Il faut aussi rappeler que les femmes sahariennes, gardiennes des récits tribaux et des pratiques culturelles, ont joué un rôle décisif dans la transmission de la mémoire et la survie des communautés à travers l’épreuve coloniale. Leur voix est indissociable d’un avenir décolonial.
Leela Gandhi, la théoricienne postcoloniale et critique littéraire indo-australienne, nous invite dans Postcolonial Ethics, à penser la souveraineté non comme domination mais comme responsabilité éthique. De ce point de vue, la présence du Maroc au Sahara occidental doit être mesurée à sa capacité de fournir écoles, hôpitaux, routes et moyens de subsistance. La souveraineté, en ce sens, se justifie non seulement par l’histoire mais par sa promesse éthique: l’engagement à transformer les périphéries coloniales en espaces de vie.
Vers un horizon africain
Parler de souveraineté au Sahara occidental, c’est aussi parler d’Afrique. Le retour du Maroc à l’Union africaine en 2017 ne signalait pas seulement une stratégie diplomatique mais une vérité plus profonde. La souveraineté aujourd’hui n’a de sens qu’en tant que partie de l’intégration continentale.
Les ports de Dakhla, les fermes solaires de Noor, les autoroutes reliant le Maghreb à l’Afrique de l’Ouest ne sont pas des projets nationalistes mais africains. Ils reflètent ce que Quijano appelait la nécessité de «relier les histoires», et ce que Bhambra décrit comme la nécessité de futurs connectés. Le Sahara n’est pas l’arrière-pays du Maroc mais le pont de l’Afrique.
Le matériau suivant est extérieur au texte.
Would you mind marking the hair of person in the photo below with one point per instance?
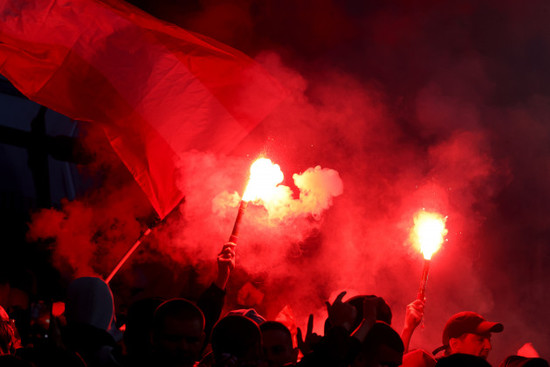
(275, 325)
(382, 334)
(235, 335)
(178, 308)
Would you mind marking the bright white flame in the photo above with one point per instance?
(264, 178)
(428, 232)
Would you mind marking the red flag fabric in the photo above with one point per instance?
(156, 89)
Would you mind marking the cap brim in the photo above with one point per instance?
(489, 327)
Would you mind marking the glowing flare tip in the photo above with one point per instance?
(429, 232)
(264, 177)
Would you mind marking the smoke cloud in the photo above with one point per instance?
(392, 108)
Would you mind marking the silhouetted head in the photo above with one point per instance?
(469, 333)
(277, 344)
(238, 340)
(383, 311)
(178, 333)
(381, 347)
(139, 323)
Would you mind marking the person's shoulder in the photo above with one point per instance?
(460, 360)
(518, 361)
(418, 358)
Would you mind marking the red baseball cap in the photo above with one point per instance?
(468, 322)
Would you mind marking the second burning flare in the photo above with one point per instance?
(264, 178)
(427, 235)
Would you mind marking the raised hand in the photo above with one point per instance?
(226, 263)
(306, 345)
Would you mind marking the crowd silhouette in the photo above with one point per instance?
(177, 332)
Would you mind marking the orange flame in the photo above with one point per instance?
(264, 178)
(428, 232)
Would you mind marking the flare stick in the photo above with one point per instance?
(235, 233)
(424, 280)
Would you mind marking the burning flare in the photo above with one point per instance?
(264, 178)
(428, 232)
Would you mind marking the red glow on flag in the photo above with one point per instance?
(158, 91)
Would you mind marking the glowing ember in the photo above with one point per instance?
(429, 232)
(264, 178)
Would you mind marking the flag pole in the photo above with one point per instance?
(127, 255)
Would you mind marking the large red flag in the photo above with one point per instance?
(156, 89)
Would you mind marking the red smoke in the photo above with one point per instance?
(440, 105)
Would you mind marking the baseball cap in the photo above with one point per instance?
(468, 322)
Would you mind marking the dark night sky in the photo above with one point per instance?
(443, 104)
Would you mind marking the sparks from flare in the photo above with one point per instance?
(264, 178)
(428, 232)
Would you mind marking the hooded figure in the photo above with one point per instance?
(90, 315)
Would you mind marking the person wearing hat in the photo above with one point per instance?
(468, 333)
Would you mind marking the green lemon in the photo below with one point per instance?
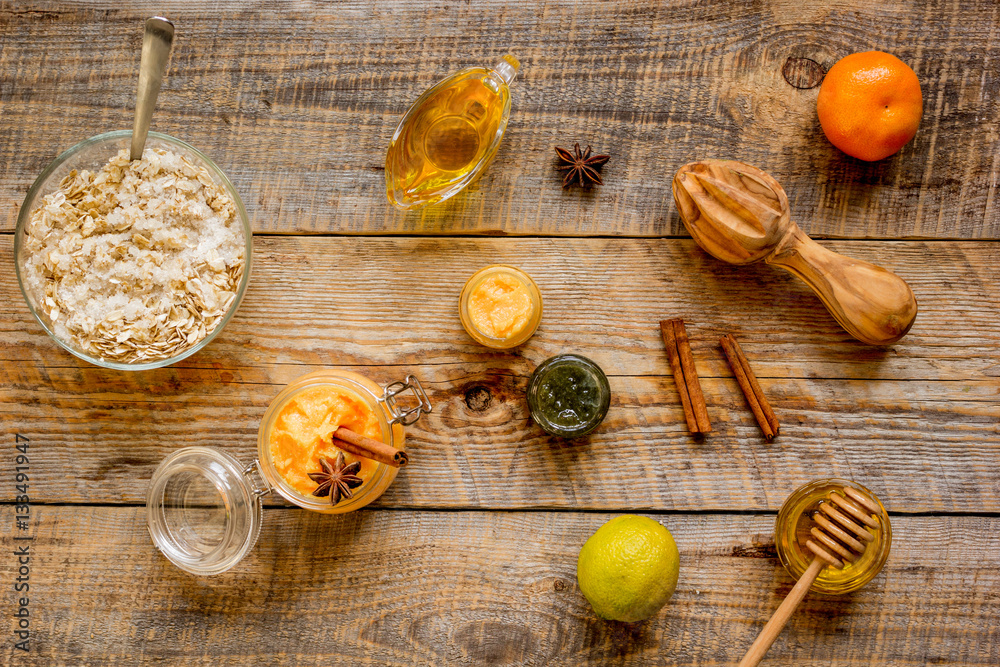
(628, 569)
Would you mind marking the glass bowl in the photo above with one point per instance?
(792, 528)
(93, 154)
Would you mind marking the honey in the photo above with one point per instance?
(449, 135)
(794, 522)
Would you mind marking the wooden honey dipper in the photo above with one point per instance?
(839, 515)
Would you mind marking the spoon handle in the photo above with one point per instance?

Comme l’avait annoncé Frantz Fanon, les indépendances africaines resteraient inachevées tant que les peuples du continent n’auraient pas su transformer leurs victoires politiques en une unité effective. Le Sahara est précisément un de ces lieux où s’éprouve la promesse d’une Afrique unie.
En ce sens, la reprise par le Maroc du Sahara occidental n’est pas un acte d’isolement mais de continentalisme. Elle affirme que l’avenir du Sahara n’est pas de demeurer une relique coloniale mais de devenir un horizon africain.
Reprendre les futurs
La question du Sahara occidental ne peut être réduite à des technicalités juridiques ou à des résolutions onusiennes. C’est une question: comment les peuples anciennement colonisés reprennent-ils leurs histoires, recousent-ils leurs géographies et réimaginent-ils leurs futurs ?
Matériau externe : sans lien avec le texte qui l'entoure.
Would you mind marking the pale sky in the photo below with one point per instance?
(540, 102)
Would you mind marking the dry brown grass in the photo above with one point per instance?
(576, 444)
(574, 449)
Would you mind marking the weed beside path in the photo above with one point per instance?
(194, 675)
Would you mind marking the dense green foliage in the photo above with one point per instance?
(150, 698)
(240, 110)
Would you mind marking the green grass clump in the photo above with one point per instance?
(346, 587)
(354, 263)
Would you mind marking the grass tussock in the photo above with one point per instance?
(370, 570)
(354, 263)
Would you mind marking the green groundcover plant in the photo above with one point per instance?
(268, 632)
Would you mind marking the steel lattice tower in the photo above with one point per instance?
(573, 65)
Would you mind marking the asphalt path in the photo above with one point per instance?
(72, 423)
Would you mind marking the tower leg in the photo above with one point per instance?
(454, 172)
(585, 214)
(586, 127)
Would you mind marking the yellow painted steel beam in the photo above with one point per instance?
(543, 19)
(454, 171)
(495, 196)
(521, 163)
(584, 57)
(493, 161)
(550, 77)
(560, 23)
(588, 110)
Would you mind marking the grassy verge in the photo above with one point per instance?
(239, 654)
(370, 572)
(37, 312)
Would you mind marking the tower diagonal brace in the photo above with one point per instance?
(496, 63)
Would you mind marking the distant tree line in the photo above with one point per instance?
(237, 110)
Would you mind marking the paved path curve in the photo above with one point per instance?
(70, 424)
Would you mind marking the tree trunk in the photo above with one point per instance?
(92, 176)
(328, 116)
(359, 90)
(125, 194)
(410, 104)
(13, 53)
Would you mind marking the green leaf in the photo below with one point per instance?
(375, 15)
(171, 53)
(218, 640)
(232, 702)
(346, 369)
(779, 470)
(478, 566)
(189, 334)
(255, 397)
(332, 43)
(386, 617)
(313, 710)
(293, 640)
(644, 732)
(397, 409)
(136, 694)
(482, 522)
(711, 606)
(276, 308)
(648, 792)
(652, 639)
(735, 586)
De la colonialité du pouvoir de Quijano à la décolonisation de l’esprit de Ngũgĩ, de la critique de la nécropolitique de Mbembe à la redéfinition de l’humain par Wynter, un consensus se forme: la souveraineté n’est pas seulement une affaire de territoire. C’est restaurer la vie, la mémoire et la possibilité.
La Marche verte de 1975 fut une telle restauration. Elle transforma un désert colonial en une scène postcoloniale, où le Maroc affirma non seulement sa revendication mais sa manière de revendiquer: pacifique, populaire, performative. Cinquante ans plus tard, le défi est d’approfondir cette revendication en veillant à ce que le Sahara occidental devienne un espace de développement, d’écologie et d’intégration continentale.
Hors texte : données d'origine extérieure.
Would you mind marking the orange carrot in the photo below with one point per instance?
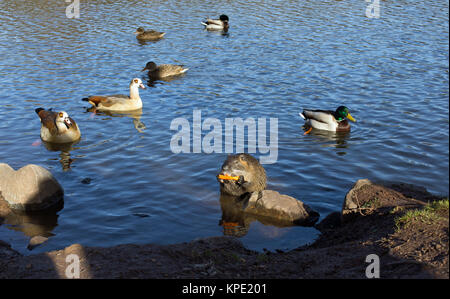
(227, 177)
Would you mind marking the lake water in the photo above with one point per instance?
(277, 58)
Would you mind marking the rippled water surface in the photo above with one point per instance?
(277, 58)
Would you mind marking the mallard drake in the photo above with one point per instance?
(328, 120)
(163, 70)
(214, 24)
(119, 102)
(144, 35)
(57, 127)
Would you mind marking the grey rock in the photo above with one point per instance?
(281, 207)
(31, 188)
(36, 241)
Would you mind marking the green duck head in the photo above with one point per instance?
(342, 113)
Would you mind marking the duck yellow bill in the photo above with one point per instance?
(227, 177)
(351, 117)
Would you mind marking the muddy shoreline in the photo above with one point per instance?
(417, 248)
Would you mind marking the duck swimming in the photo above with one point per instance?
(163, 70)
(328, 120)
(144, 35)
(214, 24)
(57, 127)
(119, 102)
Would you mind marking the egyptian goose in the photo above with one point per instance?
(119, 102)
(57, 127)
(214, 24)
(156, 72)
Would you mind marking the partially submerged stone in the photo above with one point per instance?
(31, 188)
(280, 207)
(36, 241)
(365, 197)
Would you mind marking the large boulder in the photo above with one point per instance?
(365, 197)
(31, 188)
(280, 207)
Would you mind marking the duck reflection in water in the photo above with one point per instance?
(65, 148)
(332, 139)
(135, 115)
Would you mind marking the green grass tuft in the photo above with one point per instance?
(427, 215)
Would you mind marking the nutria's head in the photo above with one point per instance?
(241, 174)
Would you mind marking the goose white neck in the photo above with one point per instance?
(134, 92)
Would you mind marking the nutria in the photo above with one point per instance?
(250, 175)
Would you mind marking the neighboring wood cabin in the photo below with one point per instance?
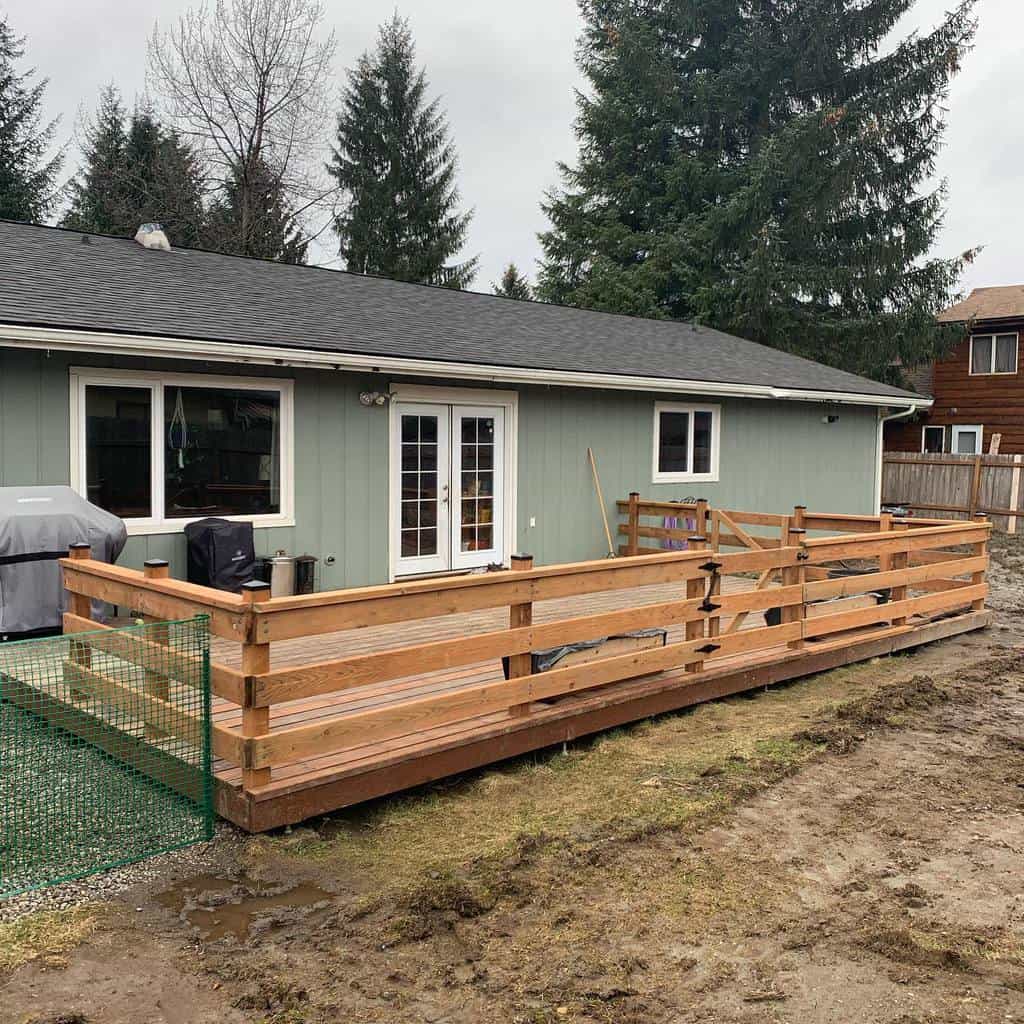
(393, 429)
(978, 390)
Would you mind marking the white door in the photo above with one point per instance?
(478, 482)
(421, 470)
(448, 486)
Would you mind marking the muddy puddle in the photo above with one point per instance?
(219, 907)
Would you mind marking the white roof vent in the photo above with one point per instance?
(153, 237)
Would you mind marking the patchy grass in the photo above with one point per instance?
(47, 935)
(679, 772)
(944, 945)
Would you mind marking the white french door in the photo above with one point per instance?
(448, 478)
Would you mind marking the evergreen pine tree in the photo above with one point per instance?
(256, 220)
(762, 167)
(396, 168)
(98, 200)
(513, 285)
(28, 178)
(165, 181)
(135, 172)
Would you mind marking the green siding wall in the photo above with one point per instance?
(773, 455)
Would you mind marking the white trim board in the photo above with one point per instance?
(82, 377)
(49, 339)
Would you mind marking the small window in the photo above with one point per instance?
(933, 439)
(967, 440)
(686, 439)
(993, 353)
(162, 450)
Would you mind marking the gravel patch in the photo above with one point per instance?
(119, 882)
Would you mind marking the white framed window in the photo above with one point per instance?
(993, 353)
(164, 450)
(967, 439)
(933, 439)
(686, 442)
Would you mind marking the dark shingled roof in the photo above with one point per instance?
(54, 278)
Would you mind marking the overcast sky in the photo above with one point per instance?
(506, 73)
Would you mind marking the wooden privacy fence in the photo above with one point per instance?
(958, 485)
(785, 564)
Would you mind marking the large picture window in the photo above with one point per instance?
(686, 442)
(161, 451)
(993, 353)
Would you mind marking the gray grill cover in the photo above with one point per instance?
(37, 525)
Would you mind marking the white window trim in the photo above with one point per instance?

Reprendre le Sahara occidental n’est donc pas seulement le projet du Maroc. C’est la tâche décoloniale inachevée de l’Afrique. Accepter les partages coloniaux, c’est perpétuer la nécropolitique. Les guérir, c’est embrasser une politique de la vie. La souveraineté du Maroc est ainsi plus qu’un droit national, c’est une nécessité continentale, une étape vers l’Afrique imaginée par Fanon, Mbembe et Wynter: libre, relationnelle et ouverte à l’horizon de son propre avenir. Reprendre le Sahara, c’est refuser de vivre dans les cartes mortes du colonialisme.